By Zhao Qian (Global Times)

08:20, February 01, 2013

Mergers and acquisitions (M&A) by Chinese companies spiraled up to an 11-month high in January thanks to the domestic economic recovery and supportive government policies, according to a report e-mailed to the Global Times Thursday by financial consultancy China Venture.

A total of 151 M&A deals were completed and 33 more were initiated last month, with their total value reaching $57.5 billion, a 316 percent month-on-month rise, the report said.

Food and beverage, energy and mining, and the manufacturing industries led the market to prosperity, according to the report.

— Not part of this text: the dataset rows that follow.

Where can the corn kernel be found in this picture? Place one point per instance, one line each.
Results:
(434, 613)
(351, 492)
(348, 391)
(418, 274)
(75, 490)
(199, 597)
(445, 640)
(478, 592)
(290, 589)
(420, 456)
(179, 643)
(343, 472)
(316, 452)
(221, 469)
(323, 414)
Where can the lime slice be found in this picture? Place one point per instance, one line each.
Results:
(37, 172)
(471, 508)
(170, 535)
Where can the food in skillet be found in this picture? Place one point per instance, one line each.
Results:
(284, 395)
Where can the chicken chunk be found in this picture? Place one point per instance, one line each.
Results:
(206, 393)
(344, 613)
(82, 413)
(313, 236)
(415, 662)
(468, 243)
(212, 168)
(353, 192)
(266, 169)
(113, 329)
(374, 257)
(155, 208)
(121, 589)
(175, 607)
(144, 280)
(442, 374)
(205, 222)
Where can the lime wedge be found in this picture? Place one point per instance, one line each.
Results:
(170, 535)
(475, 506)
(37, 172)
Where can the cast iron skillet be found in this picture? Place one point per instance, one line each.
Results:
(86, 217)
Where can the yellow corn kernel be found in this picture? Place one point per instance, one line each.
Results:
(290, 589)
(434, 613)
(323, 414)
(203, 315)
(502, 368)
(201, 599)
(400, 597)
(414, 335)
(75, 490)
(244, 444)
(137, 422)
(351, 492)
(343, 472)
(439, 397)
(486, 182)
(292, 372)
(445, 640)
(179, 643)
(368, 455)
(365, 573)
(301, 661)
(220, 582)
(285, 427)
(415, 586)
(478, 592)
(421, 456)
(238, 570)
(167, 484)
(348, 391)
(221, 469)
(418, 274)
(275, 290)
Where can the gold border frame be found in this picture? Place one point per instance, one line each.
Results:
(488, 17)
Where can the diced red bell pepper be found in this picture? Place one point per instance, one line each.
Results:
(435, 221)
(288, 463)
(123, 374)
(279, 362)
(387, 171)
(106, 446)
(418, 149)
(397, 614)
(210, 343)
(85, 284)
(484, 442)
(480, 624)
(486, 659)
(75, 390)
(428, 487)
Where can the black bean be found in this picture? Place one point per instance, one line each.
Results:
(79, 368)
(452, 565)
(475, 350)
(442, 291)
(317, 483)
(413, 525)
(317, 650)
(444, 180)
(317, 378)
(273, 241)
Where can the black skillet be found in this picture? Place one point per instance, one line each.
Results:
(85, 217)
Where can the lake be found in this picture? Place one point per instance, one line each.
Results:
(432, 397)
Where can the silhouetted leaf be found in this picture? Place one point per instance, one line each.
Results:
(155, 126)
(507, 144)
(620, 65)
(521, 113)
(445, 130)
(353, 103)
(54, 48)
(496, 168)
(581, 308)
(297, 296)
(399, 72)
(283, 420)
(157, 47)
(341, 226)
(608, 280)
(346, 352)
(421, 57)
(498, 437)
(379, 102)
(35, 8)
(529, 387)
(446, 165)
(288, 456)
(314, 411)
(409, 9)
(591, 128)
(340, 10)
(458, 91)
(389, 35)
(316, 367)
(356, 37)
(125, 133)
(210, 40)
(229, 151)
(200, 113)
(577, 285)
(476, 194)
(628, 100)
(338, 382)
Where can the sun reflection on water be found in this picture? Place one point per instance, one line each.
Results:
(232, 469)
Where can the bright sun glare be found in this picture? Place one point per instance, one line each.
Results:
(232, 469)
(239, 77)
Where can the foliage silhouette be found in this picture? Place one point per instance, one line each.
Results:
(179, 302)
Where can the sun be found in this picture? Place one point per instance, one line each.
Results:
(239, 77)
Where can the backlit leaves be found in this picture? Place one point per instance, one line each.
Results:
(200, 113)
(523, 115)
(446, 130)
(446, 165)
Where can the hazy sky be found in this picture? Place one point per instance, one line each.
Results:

The biggest deal last month was conducted by Huafeng Group Holdings, a Hong Kong listed textile company, which spent $3.94 billion to acquire 100 percent of equity rights in tea production company Fujian Natural Tea Technology Co.

Of the M&A deals, 90.07 percent were conducted domestically by Chinese companies, with their total value reaching $6.69 billion, while 8.51 percent were concluded overseas by Chinese firms and only 0.35 percent were initiated by foreign companies, the report noted.

"The boom of Chinese companies' domestic M&A last month was mainly because of better macroeconomic performance and government support," said Ji Li, an analyst at the Beijing-based consultancy Zero2IPO.

To support domestic activity, policymakers released a guideline on January 22 offering M&A policy support including preferential tax policies and subsidies.

The guideline also set up working targets for M&A in nine industries including automobiles, steel and cement.

Dragged down by sluggish global economies and the slowdown of domestic economic growth, Chinese companies saw the total number of M&A deals last year decline by 21 percent year-on-year, while the total M&A transaction value declined by 28 percent, according to a report released Wednesday by PricewaterhouseCoopers.

But Ji said the number of M&A deals this year will trend upward, especially among larger listed companies and in industries that have overcapacity issues, such as solar industry.